Kimberley Mac Donald, Mechanical Engineering, Ph.D. Thesis Defense

Abstract

The complexity and multiscale nature of material microstructures introduces significant intricacies to many mechanics problems for which we do not have a full theoretical understanding. Under loading, these microstructures can introduce significant nonlinearities that cannot be described sufficiently by current theories and models. This leads us to consider experiments we could perform to improve our understanding of such effects. This thesis describes the design of experiments exploring two aspects of material microstructure effects: (i) crack propagation and renucleation in soft brittle polymers and (ii) interparticle forces in granular materials.

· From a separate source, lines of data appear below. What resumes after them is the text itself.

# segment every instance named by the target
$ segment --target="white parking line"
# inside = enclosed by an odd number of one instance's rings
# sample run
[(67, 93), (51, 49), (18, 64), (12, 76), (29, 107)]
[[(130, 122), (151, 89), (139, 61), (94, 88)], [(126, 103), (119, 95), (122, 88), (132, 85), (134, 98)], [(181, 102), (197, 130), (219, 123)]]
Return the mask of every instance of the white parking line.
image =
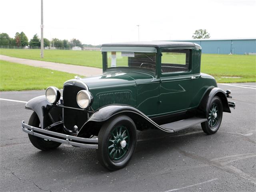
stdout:
[(18, 100), (12, 100), (12, 99), (3, 99), (2, 98), (0, 98), (0, 100), (2, 100), (2, 101), (12, 101), (12, 102), (18, 102), (19, 103), (27, 103), (27, 101), (19, 101)]
[(180, 189), (185, 189), (185, 188), (188, 188), (188, 187), (193, 187), (194, 186), (196, 186), (197, 185), (201, 185), (202, 184), (203, 184), (204, 183), (208, 183), (208, 182), (211, 182), (212, 181), (215, 181), (215, 180), (217, 180), (218, 179), (218, 178), (215, 178), (214, 179), (211, 179), (210, 180), (208, 180), (208, 181), (204, 181), (204, 182), (202, 182), (202, 183), (197, 183), (196, 184), (194, 184), (194, 185), (190, 185), (190, 186), (187, 186), (186, 187), (182, 187), (181, 188), (179, 188), (178, 189), (171, 189), (170, 190), (168, 190), (168, 191), (165, 191), (164, 192), (170, 192), (171, 191), (178, 191), (178, 190), (180, 190)]
[(242, 86), (235, 85), (234, 84), (226, 84), (225, 83), (218, 83), (218, 84), (220, 85), (227, 85), (228, 86), (232, 86), (233, 87), (241, 87), (242, 88), (244, 88), (245, 89), (256, 89), (256, 88), (253, 88), (252, 87), (243, 87)]
[(232, 84), (233, 85), (238, 85), (239, 86), (247, 86), (248, 87), (256, 87), (255, 85), (241, 85), (239, 84)]

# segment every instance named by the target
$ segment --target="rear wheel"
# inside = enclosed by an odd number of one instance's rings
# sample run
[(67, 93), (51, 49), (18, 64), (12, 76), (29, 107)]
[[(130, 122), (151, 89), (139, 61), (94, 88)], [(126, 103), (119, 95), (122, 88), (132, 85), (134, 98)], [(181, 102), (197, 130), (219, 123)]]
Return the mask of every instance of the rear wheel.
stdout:
[(207, 120), (202, 123), (203, 131), (208, 134), (215, 133), (219, 129), (222, 118), (223, 106), (221, 100), (215, 96), (211, 101), (206, 116)]
[[(37, 115), (33, 112), (28, 121), (28, 124), (35, 127), (40, 127), (40, 121)], [(28, 138), (31, 143), (35, 147), (42, 151), (48, 151), (54, 149), (59, 146), (61, 143), (55, 141), (46, 140), (34, 135), (28, 134)]]
[(136, 127), (129, 117), (110, 119), (98, 135), (97, 156), (100, 163), (111, 170), (124, 167), (131, 160), (137, 143)]

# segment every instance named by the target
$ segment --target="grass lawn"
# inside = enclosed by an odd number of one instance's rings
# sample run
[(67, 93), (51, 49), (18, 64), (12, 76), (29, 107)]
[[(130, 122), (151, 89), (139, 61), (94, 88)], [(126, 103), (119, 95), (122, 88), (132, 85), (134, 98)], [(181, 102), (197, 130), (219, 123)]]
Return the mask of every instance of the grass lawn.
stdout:
[(74, 74), (0, 60), (0, 91), (41, 90), (49, 86), (62, 88)]
[[(97, 51), (0, 49), (0, 54), (36, 60), (102, 68), (102, 55)], [(214, 76), (218, 83), (256, 82), (256, 56), (202, 54), (201, 71)]]
[(102, 68), (102, 55), (99, 51), (44, 50), (44, 58), (39, 49), (0, 49), (0, 54), (11, 57)]

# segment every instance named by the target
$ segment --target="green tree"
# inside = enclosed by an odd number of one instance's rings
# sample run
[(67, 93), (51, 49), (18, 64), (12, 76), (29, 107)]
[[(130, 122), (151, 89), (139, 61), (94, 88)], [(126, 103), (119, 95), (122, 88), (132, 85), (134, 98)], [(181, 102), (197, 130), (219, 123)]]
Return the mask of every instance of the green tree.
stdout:
[(21, 38), (20, 38), (20, 34), (18, 32), (17, 32), (15, 34), (14, 39), (16, 42), (16, 45), (17, 46), (21, 46)]
[(206, 29), (198, 29), (196, 30), (192, 38), (193, 39), (208, 39), (210, 37), (210, 34)]
[(7, 33), (0, 33), (0, 45), (10, 45), (10, 38)]
[(69, 44), (68, 44), (68, 41), (66, 39), (64, 39), (63, 41), (63, 46), (65, 48), (68, 48), (70, 47)]
[(22, 32), (20, 34), (20, 43), (22, 46), (24, 47), (28, 45), (28, 40), (23, 32)]
[(10, 38), (9, 45), (10, 45), (11, 46), (16, 46), (16, 41), (15, 41), (15, 39), (13, 38)]
[(70, 45), (70, 46), (72, 47), (77, 46), (82, 47), (82, 43), (78, 39), (72, 39), (70, 40), (69, 44)]
[(52, 44), (55, 47), (63, 47), (63, 42), (57, 38), (54, 38), (52, 40)]
[(40, 47), (40, 40), (37, 36), (37, 34), (35, 34), (33, 38), (29, 42), (29, 46), (30, 47)]
[(50, 47), (50, 41), (46, 38), (44, 38), (44, 46)]

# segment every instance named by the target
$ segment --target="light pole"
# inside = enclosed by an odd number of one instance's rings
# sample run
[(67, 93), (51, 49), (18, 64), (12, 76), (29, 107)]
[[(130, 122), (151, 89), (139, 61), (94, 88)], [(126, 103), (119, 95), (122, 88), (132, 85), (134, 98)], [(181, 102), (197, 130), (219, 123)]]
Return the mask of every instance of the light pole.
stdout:
[(41, 0), (41, 58), (44, 58), (44, 15), (43, 0)]
[(140, 41), (140, 25), (137, 25), (137, 26), (138, 27), (138, 41)]

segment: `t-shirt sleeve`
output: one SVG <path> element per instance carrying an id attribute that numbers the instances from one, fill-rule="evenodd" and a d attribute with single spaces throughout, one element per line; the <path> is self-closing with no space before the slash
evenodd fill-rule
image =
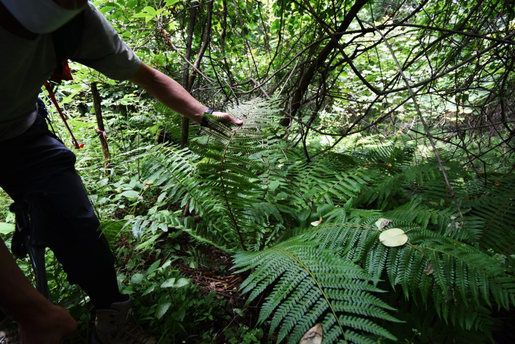
<path id="1" fill-rule="evenodd" d="M 82 40 L 71 59 L 115 80 L 134 76 L 140 59 L 93 5 L 88 3 L 84 11 Z"/>

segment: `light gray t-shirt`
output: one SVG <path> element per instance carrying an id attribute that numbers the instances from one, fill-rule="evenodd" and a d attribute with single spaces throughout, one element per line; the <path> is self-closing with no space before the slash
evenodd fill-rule
<path id="1" fill-rule="evenodd" d="M 140 59 L 92 5 L 84 10 L 80 45 L 71 59 L 115 80 L 136 74 Z M 0 26 L 0 141 L 17 136 L 36 120 L 38 94 L 56 68 L 50 34 L 27 40 Z"/>

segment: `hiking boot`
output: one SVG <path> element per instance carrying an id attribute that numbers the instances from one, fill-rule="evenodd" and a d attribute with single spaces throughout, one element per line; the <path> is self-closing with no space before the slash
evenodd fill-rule
<path id="1" fill-rule="evenodd" d="M 133 310 L 130 299 L 112 303 L 109 309 L 97 309 L 92 344 L 156 344 L 156 338 L 143 332 Z"/>
<path id="2" fill-rule="evenodd" d="M 19 344 L 18 325 L 6 317 L 0 321 L 0 344 Z"/>

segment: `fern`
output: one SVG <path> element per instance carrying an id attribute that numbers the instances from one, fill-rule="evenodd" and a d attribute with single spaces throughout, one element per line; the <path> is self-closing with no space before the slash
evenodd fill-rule
<path id="1" fill-rule="evenodd" d="M 261 307 L 259 321 L 271 317 L 270 333 L 280 325 L 277 342 L 298 342 L 317 322 L 328 342 L 375 342 L 373 338 L 395 337 L 370 320 L 397 321 L 391 307 L 373 295 L 382 290 L 358 266 L 335 257 L 313 243 L 290 240 L 258 253 L 235 256 L 241 272 L 254 269 L 242 285 L 255 299 L 271 283 L 273 290 Z M 273 315 L 273 316 L 272 316 Z M 372 337 L 370 337 L 372 335 Z"/>
<path id="2" fill-rule="evenodd" d="M 469 204 L 472 214 L 485 224 L 479 241 L 482 247 L 512 254 L 515 252 L 515 175 L 493 176 L 492 179 L 484 194 Z"/>
<path id="3" fill-rule="evenodd" d="M 306 162 L 270 125 L 276 104 L 256 99 L 231 109 L 245 119 L 241 127 L 211 119 L 209 135 L 189 150 L 141 154 L 143 176 L 195 216 L 149 212 L 133 220 L 134 231 L 173 227 L 241 250 L 239 272 L 251 271 L 242 291 L 250 300 L 265 294 L 259 321 L 270 320 L 278 342 L 298 342 L 317 322 L 324 342 L 394 340 L 389 330 L 402 317 L 394 305 L 489 336 L 492 309 L 515 305 L 513 176 L 490 175 L 485 186 L 448 159 L 462 217 L 431 154 L 368 137 Z M 381 218 L 392 223 L 379 229 Z M 406 244 L 379 242 L 392 226 L 407 233 Z M 402 301 L 382 292 L 397 290 Z"/>

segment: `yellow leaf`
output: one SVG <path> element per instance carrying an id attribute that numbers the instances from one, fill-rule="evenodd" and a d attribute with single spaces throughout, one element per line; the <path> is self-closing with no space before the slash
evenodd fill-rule
<path id="1" fill-rule="evenodd" d="M 402 246 L 408 241 L 408 236 L 400 228 L 390 228 L 379 235 L 379 241 L 385 246 Z"/>
<path id="2" fill-rule="evenodd" d="M 313 221 L 311 223 L 312 226 L 318 226 L 320 223 L 322 223 L 322 217 L 320 217 L 320 219 L 318 221 Z"/>

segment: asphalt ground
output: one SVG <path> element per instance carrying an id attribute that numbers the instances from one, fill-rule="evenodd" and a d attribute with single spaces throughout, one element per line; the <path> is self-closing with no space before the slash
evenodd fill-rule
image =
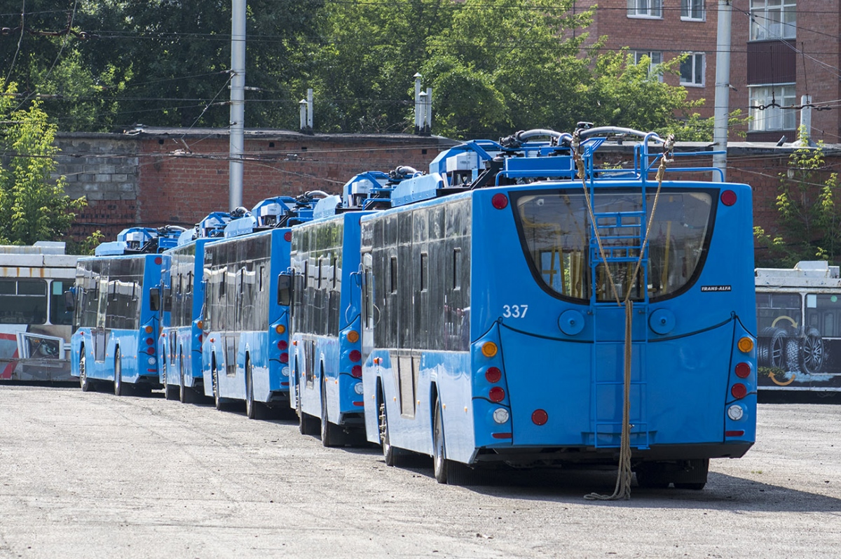
<path id="1" fill-rule="evenodd" d="M 838 557 L 841 405 L 760 404 L 702 491 L 615 471 L 440 485 L 431 460 L 324 448 L 291 420 L 0 385 L 0 557 Z"/>

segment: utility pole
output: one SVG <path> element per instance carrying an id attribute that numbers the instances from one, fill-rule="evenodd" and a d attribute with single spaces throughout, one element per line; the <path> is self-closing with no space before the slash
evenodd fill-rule
<path id="1" fill-rule="evenodd" d="M 722 174 L 712 174 L 716 182 L 727 179 L 727 119 L 730 116 L 730 22 L 733 11 L 730 0 L 718 0 L 718 39 L 716 47 L 716 107 L 713 149 L 725 153 L 712 156 L 712 166 Z"/>
<path id="2" fill-rule="evenodd" d="M 231 0 L 230 10 L 230 147 L 228 206 L 242 206 L 242 158 L 246 151 L 246 0 Z"/>

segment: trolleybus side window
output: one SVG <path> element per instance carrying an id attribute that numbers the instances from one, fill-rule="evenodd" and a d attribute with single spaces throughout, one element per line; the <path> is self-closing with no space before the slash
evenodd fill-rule
<path id="1" fill-rule="evenodd" d="M 806 326 L 817 328 L 823 337 L 841 337 L 841 297 L 806 294 Z"/>
<path id="2" fill-rule="evenodd" d="M 756 294 L 757 329 L 759 335 L 767 328 L 796 331 L 800 327 L 801 295 L 799 293 Z"/>
<path id="3" fill-rule="evenodd" d="M 44 324 L 47 283 L 43 280 L 0 280 L 0 323 Z"/>
<path id="4" fill-rule="evenodd" d="M 715 217 L 716 197 L 708 190 L 663 192 L 651 218 L 646 289 L 651 299 L 678 295 L 692 284 L 703 265 Z M 654 195 L 646 196 L 650 213 Z M 590 277 L 587 264 L 590 222 L 582 191 L 523 193 L 516 196 L 516 218 L 532 273 L 544 289 L 562 297 L 586 300 Z M 635 248 L 645 232 L 632 212 L 643 210 L 642 196 L 627 192 L 599 192 L 593 196 L 599 216 L 602 247 L 609 256 L 636 259 Z M 631 289 L 632 299 L 643 296 L 643 271 L 637 278 L 635 261 L 611 264 L 620 297 Z M 608 274 L 596 271 L 596 300 L 611 300 Z"/>
<path id="5" fill-rule="evenodd" d="M 67 311 L 64 304 L 64 292 L 68 286 L 61 280 L 54 280 L 51 283 L 50 296 L 50 324 L 72 324 L 73 311 Z"/>

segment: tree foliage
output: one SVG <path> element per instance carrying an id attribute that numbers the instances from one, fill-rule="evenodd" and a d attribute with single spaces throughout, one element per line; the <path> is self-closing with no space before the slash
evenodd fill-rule
<path id="1" fill-rule="evenodd" d="M 13 109 L 16 87 L 0 81 L 0 243 L 32 244 L 61 240 L 84 206 L 64 193 L 64 179 L 52 177 L 58 152 L 56 127 L 38 101 Z"/>
<path id="2" fill-rule="evenodd" d="M 791 268 L 801 260 L 837 263 L 841 258 L 838 173 L 825 170 L 822 144 L 808 147 L 802 129 L 800 138 L 802 147 L 792 152 L 787 171 L 780 175 L 779 230 L 754 227 L 758 265 Z"/>

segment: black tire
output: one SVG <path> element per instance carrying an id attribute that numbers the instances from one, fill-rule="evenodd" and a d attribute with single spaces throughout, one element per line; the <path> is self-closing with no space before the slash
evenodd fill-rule
<path id="1" fill-rule="evenodd" d="M 817 328 L 807 328 L 800 351 L 801 370 L 809 374 L 820 373 L 823 369 L 825 358 L 821 332 L 817 332 Z"/>
<path id="2" fill-rule="evenodd" d="M 391 436 L 389 433 L 389 415 L 385 410 L 385 401 L 380 400 L 379 405 L 379 444 L 383 447 L 383 459 L 386 466 L 399 466 L 403 451 L 391 445 Z"/>
<path id="3" fill-rule="evenodd" d="M 213 364 L 213 402 L 216 409 L 221 411 L 225 409 L 225 405 L 222 403 L 222 397 L 219 395 L 219 371 L 216 370 L 216 363 L 214 361 Z"/>
<path id="4" fill-rule="evenodd" d="M 85 370 L 86 361 L 85 347 L 82 346 L 79 354 L 79 388 L 82 389 L 82 392 L 90 392 L 93 387 L 87 379 L 87 371 Z"/>
<path id="5" fill-rule="evenodd" d="M 447 451 L 444 445 L 444 423 L 441 412 L 441 402 L 435 400 L 435 415 L 432 418 L 432 470 L 435 480 L 439 483 L 447 483 Z"/>
<path id="6" fill-rule="evenodd" d="M 801 340 L 797 337 L 785 338 L 785 372 L 800 373 Z"/>
<path id="7" fill-rule="evenodd" d="M 295 397 L 295 409 L 298 411 L 298 431 L 301 435 L 318 435 L 319 426 L 315 425 L 315 418 L 309 414 L 304 413 L 301 409 L 301 378 L 296 376 L 295 386 L 298 388 L 298 394 Z"/>
<path id="8" fill-rule="evenodd" d="M 325 447 L 344 446 L 344 433 L 327 416 L 327 384 L 321 383 L 321 444 Z"/>
<path id="9" fill-rule="evenodd" d="M 257 403 L 254 401 L 254 376 L 251 360 L 246 358 L 246 417 L 259 419 Z"/>
<path id="10" fill-rule="evenodd" d="M 786 344 L 788 336 L 782 328 L 769 328 L 772 330 L 768 337 L 768 366 L 775 368 L 785 368 Z"/>
<path id="11" fill-rule="evenodd" d="M 184 380 L 184 356 L 178 356 L 178 400 L 182 404 L 193 403 L 193 389 Z"/>
<path id="12" fill-rule="evenodd" d="M 119 346 L 114 352 L 114 395 L 124 396 L 123 387 L 123 360 L 119 354 Z"/>

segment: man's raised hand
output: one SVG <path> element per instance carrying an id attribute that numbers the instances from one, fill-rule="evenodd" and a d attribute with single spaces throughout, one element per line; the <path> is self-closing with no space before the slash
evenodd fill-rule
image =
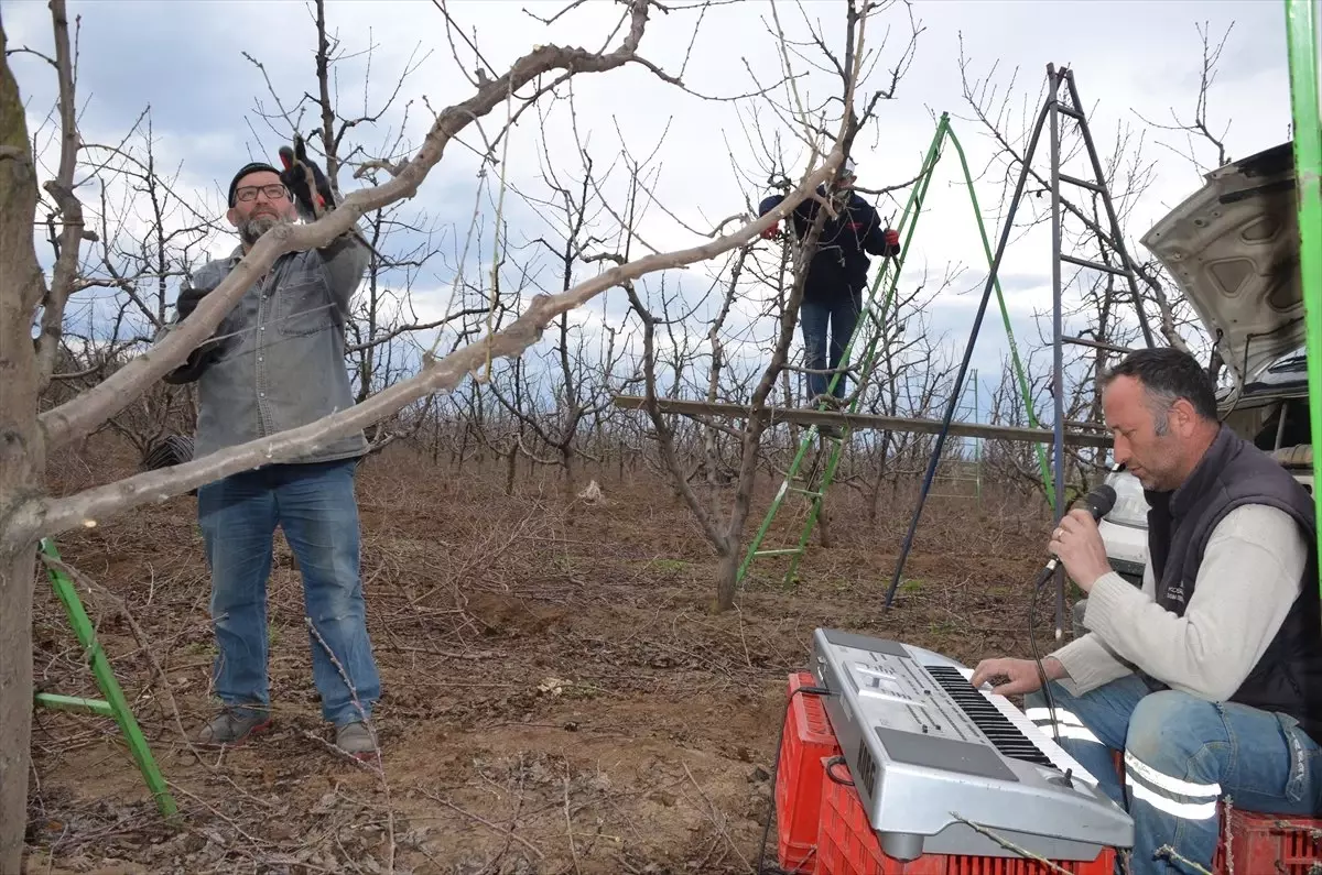
<path id="1" fill-rule="evenodd" d="M 280 147 L 280 181 L 293 194 L 293 204 L 304 222 L 315 222 L 334 209 L 330 181 L 321 168 L 308 157 L 308 147 L 301 133 L 293 135 L 293 148 Z"/>

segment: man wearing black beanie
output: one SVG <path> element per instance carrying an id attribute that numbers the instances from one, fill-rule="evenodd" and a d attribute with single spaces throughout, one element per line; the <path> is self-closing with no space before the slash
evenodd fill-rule
<path id="1" fill-rule="evenodd" d="M 334 209 L 321 169 L 308 160 L 301 140 L 295 144 L 296 157 L 282 151 L 284 172 L 253 163 L 234 174 L 226 219 L 241 243 L 193 275 L 178 296 L 180 321 L 268 230 L 300 214 L 315 221 Z M 196 457 L 353 406 L 344 326 L 369 256 L 353 231 L 323 248 L 282 255 L 215 333 L 165 377 L 172 383 L 197 382 Z M 266 583 L 279 526 L 303 575 L 321 714 L 345 752 L 365 757 L 378 749 L 370 718 L 381 681 L 365 620 L 354 497 L 354 469 L 366 451 L 358 431 L 315 445 L 291 463 L 198 489 L 218 648 L 214 682 L 223 704 L 201 730 L 200 743 L 238 744 L 271 727 Z"/>

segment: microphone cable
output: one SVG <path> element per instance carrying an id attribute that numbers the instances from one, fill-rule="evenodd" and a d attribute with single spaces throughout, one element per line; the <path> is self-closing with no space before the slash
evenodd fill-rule
<path id="1" fill-rule="evenodd" d="M 1121 469 L 1122 465 L 1112 465 L 1110 473 Z M 1110 509 L 1116 505 L 1116 490 L 1101 484 L 1093 489 L 1083 500 L 1084 506 L 1092 513 L 1093 519 L 1101 519 Z M 1063 517 L 1062 517 L 1063 518 Z M 1029 650 L 1032 653 L 1032 665 L 1038 669 L 1038 683 L 1040 685 L 1042 695 L 1047 701 L 1047 719 L 1051 720 L 1051 739 L 1060 745 L 1060 723 L 1056 720 L 1056 701 L 1051 694 L 1051 682 L 1047 681 L 1047 670 L 1042 665 L 1042 657 L 1038 653 L 1038 595 L 1042 592 L 1047 582 L 1051 580 L 1056 574 L 1056 568 L 1060 567 L 1060 558 L 1052 556 L 1047 567 L 1042 570 L 1038 579 L 1032 583 L 1032 597 L 1029 600 Z M 1069 776 L 1066 776 L 1068 781 Z"/>

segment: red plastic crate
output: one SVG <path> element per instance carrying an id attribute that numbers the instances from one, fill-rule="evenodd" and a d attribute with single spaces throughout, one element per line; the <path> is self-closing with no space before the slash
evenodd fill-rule
<path id="1" fill-rule="evenodd" d="M 779 864 L 788 872 L 825 874 L 818 866 L 817 821 L 821 813 L 822 759 L 839 753 L 839 744 L 820 697 L 795 690 L 814 686 L 808 671 L 789 675 L 780 761 L 776 765 L 776 831 Z"/>
<path id="2" fill-rule="evenodd" d="M 1229 838 L 1227 866 L 1225 839 Z M 1212 872 L 1309 875 L 1322 863 L 1322 818 L 1257 814 L 1222 808 L 1222 841 Z"/>
<path id="3" fill-rule="evenodd" d="M 822 765 L 825 768 L 825 759 Z M 837 777 L 847 773 L 843 765 L 834 768 Z M 817 871 L 825 875 L 1047 875 L 1052 871 L 1036 860 L 1022 856 L 924 854 L 907 863 L 887 856 L 867 821 L 858 792 L 849 784 L 833 781 L 825 771 L 822 822 L 817 845 L 821 855 Z M 1116 853 L 1104 849 L 1095 860 L 1054 860 L 1054 863 L 1071 875 L 1113 875 Z"/>

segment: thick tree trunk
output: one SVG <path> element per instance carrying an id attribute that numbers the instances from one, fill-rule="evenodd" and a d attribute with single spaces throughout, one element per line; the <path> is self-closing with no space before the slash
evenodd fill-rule
<path id="1" fill-rule="evenodd" d="M 33 250 L 37 176 L 0 29 L 0 872 L 17 872 L 28 822 L 33 535 L 13 522 L 42 492 L 32 319 L 45 282 Z"/>

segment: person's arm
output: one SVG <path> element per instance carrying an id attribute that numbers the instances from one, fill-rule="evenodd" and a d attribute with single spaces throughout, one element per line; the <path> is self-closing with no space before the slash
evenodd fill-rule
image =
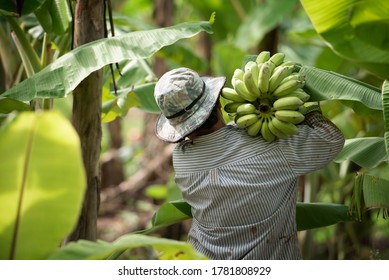
<path id="1" fill-rule="evenodd" d="M 330 163 L 344 145 L 342 132 L 324 117 L 318 105 L 307 107 L 299 133 L 285 141 L 284 154 L 296 175 L 320 169 Z"/>

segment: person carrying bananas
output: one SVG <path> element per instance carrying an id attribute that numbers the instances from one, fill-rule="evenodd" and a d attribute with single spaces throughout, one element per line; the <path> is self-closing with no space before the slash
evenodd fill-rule
<path id="1" fill-rule="evenodd" d="M 332 161 L 344 136 L 313 105 L 297 134 L 272 142 L 251 137 L 224 122 L 225 81 L 177 68 L 154 91 L 162 112 L 156 134 L 177 143 L 175 181 L 192 208 L 188 242 L 209 259 L 301 259 L 298 178 Z"/>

First, experimental and analysis methods are developed to study fracture mechanics in soft brittle polymers with the goal of developing a more detailed understanding of the effects of microstructural heterogeneities on crack propagation and renucleation in three-dimensions. To better understand the complexity of fracture processes in networked polymers, experiments on crack propagation in thin soft polymers using confocal microscopy images are conducted. The effects of engineered microstructural heterogeneities such as inclusions in materials can be studied if we can produce such engineered systems and understand the interparticle interactions. To this end, a method to manufacture volumetrically speckled spheres in-house with controlled diameters was developed. Additionally, an experimental method combining confocal microscopy with digital volume correlation (DVC) was used to study interparticle force transmission in 3D.